Les commerçants crient de nouveau à la discrimination. Dans leur viseur : l’article 52 du projet de loi "Climat et résilience", actuellement examiné à l’Assemblée nationale. Il interdit toute "implantation ou extension [d’une surface commerciale] qui engendrerait une artificialisation des sols".
Ce principe, les projets de moins de 10 000 m² pourraient toujours y déroger, sous conditions. Mais les entrepôts du e-commerce, eux, en seraient totalement dispensés, dans la mesure où la disposition ne s’applique qu’aux établissements soumis à une autorisation d’exploitation commerciale. Ce qui n’est pas le cas de ces plates-formes logistiques.

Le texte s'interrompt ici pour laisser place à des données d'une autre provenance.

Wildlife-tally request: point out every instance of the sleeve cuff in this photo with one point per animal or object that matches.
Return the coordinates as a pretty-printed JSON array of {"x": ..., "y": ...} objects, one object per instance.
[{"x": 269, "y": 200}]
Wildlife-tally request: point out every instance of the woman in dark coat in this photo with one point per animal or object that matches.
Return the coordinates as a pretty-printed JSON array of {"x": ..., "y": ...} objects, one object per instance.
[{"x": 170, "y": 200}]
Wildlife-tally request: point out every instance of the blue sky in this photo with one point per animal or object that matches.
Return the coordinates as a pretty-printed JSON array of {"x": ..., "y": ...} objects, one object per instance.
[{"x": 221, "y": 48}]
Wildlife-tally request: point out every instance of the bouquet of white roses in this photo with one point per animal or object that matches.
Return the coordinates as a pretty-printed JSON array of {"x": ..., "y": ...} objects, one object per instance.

Les commerçants crient à l’injustice
Autant dire que cette exemption est vécue comme une nouvelle "injustice réglementaire" par les magasins physiques. Trois organisations sonnent donc la révolte. Moins pour défendre l’environnement que le commerce de proximité, au nom de l’égalité de traitement et de la concurrence loyale. "Il faut que tout le monde joue dans la même cour, avec les mêmes règles", tonne Romuald Catoire, président de la Fédération lilloise du commerce.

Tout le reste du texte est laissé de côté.